A widely viewed TV ad showcased him as Mr. Nice, a happy father, a loving husband—typical fare except delivered with a sense of humor (albeit a big cringeworthy) that made the point that he’s all about finding common ground and love over hate. “We have to stop the stupid fights…and be Americans first.”
And even though most of the polls still have him behind, they are within the margin of error. It’s a topic that makes clear that Mr. Nice is both an optimist—"This is going to be the upset of the night,” he said—and convinced that being human can be a winning strategy. While Ryan hasn’t shied away from going on the attack against Vance—telling voters Ohio “needs an ass kicker, not [a Trump] ass kisser—he also grounds his working class, “real guy” appeal with compassion.
“I acknowledge, which a lot of Democrats haven’t done, I acknowledge the pain that they’re going through,” Ryan told Politico. “I’m not telling them the fundamentals of the economy are good, I’m not telling them that wages are up. I’m telling them that I agree with them that it’s painful.”
Then there’s the curious case of John Fetterman, whose medical misfortune has revealed his humanity and courage, offering a stark contrast to the doctor from the family of Oz, who we have learned killed hundreds of dogs for medical experiments and we have seen does not hesitate to mock his opponent’s struggles from stroke. (So much for compassion.)
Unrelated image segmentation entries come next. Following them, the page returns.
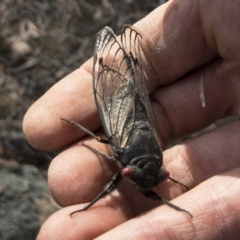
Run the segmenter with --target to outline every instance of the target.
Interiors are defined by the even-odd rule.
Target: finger
[[[239,120],[215,129],[202,136],[176,145],[164,152],[164,165],[170,175],[189,188],[216,174],[239,167]],[[108,151],[106,145],[94,140],[87,142],[99,151]],[[109,152],[110,155],[110,152]],[[117,164],[101,159],[83,146],[74,145],[53,160],[49,169],[49,188],[62,206],[89,202],[110,181]],[[150,209],[151,199],[146,198],[128,181],[117,188],[126,196],[136,214]],[[171,181],[165,181],[154,189],[167,199],[186,190]],[[145,202],[146,201],[146,202]],[[144,204],[140,204],[140,203]],[[157,205],[160,203],[156,203]]]
[[[23,131],[33,147],[52,151],[84,135],[61,121],[61,117],[78,119],[89,129],[100,126],[89,63],[55,84],[29,108],[23,120]],[[89,121],[89,118],[94,120]]]
[[[201,66],[216,56],[216,45],[213,45],[213,43],[218,36],[211,35],[213,26],[209,24],[210,26],[207,25],[208,28],[203,30],[194,27],[201,22],[200,20],[204,20],[200,19],[200,10],[196,13],[197,17],[193,19],[194,21],[188,21],[186,28],[184,27],[185,24],[179,25],[180,20],[184,21],[187,19],[184,10],[185,8],[189,10],[187,8],[189,6],[185,6],[187,3],[189,1],[183,1],[179,6],[177,1],[169,2],[165,7],[156,9],[148,17],[137,23],[137,27],[144,32],[142,48],[145,49],[146,59],[144,67],[149,79],[148,82],[151,83],[149,84],[150,92],[159,86],[159,79],[162,81],[161,85],[166,85],[182,77],[189,69]],[[182,8],[183,6],[185,7]],[[165,22],[167,16],[170,16],[169,11],[178,7],[180,7],[178,11],[172,11],[173,14],[170,14],[173,18],[169,20],[169,23],[168,21]],[[158,15],[157,18],[156,15]],[[191,15],[191,17],[193,16]],[[156,20],[157,22],[155,23]],[[190,24],[191,22],[193,26]],[[152,25],[151,28],[149,27],[150,25]],[[190,28],[191,31],[189,30]],[[207,42],[205,41],[206,30],[208,30],[207,33],[210,35],[207,36]],[[173,35],[168,33],[175,33],[180,40],[187,39],[176,41]],[[193,36],[194,39],[192,38]],[[175,45],[178,51],[175,51]],[[187,59],[187,61],[182,61],[181,59]],[[65,118],[67,116],[90,130],[95,130],[100,126],[92,94],[91,68],[92,60],[53,86],[26,113],[23,130],[28,141],[35,148],[45,151],[55,150],[83,135],[80,132],[71,130],[70,126],[68,128],[63,127],[59,121],[63,114]],[[182,94],[184,95],[184,92]],[[186,95],[184,96],[186,97]],[[179,95],[179,97],[182,96]],[[187,99],[189,102],[193,100],[189,97]],[[168,98],[168,100],[170,101],[171,99]],[[182,121],[182,119],[179,120]]]
[[[239,239],[240,168],[215,176],[173,201],[193,219],[161,206],[97,239]],[[219,224],[221,223],[221,224]]]
[[[72,218],[68,213],[76,206],[60,210],[42,226],[38,240],[93,239],[103,233],[98,239],[178,239],[179,236],[184,239],[221,240],[228,236],[238,239],[239,177],[239,168],[226,172],[173,201],[192,212],[193,219],[162,205],[127,221],[133,215],[126,203],[117,201],[121,196],[116,195],[111,198],[110,206],[102,205],[102,200],[93,209]]]
[[[215,61],[151,95],[162,147],[221,118],[239,115],[240,85],[236,82],[239,69],[240,64]],[[200,99],[201,76],[205,107]]]
[[[119,204],[118,198],[118,195],[112,196],[108,201],[108,207],[104,207],[102,204],[104,201],[99,201],[96,207],[72,217],[69,214],[75,210],[76,206],[59,210],[43,224],[37,239],[87,240],[99,236],[109,228],[114,228],[133,217],[127,205],[123,202]]]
It was hard to doubt Fetterman’s compassion before: His right forearm is lined with nine tattoos documenting the violent deaths of residents of Braddock, the impoverished steel town where he served as mayor. But at six foot eight inches, this big, brooding hulk of a man could be misunderstood. These days, even though his battle to speak precisely as he works to overcome his stroke has raised doubts about the pace and potential of his recovery, the slick TV doctor with 10 houses offers a stark contrast. Fetterman addressed his stroke in their one and only TV debate, an event he could reasonably have chosen to skip:
It knocked me down, but I’m going to keep coming back up…This campaign is all about, to me, is about fighting for everyone in Pennsylvania that got knocked down, that needs to get back up, and fighting for all forgotten communities all across Pennsylvania that also got knocked down that needs to keep—to get back up.
These three races are about much more, of course, than not being defined by politics or being defined by basic humanity, decency and courage. The reality of inflation may convince many to ignore such characteristics and decide that the cost of gas and the price of groceries are the Democrats’ fault and matter more than women’s rights and the survival of democracy. The election of Trump in 2016 and the continuing success of Trumpism since 2020 raises serious doubts whether character matters the way that it once did in America.
But I’m looking forward to Tuesday night with the hope that Democrats will come out in droves and Americans can prove that they won’t turn power over to a party bent on lying and determined to prove that cruelty is a path to victory.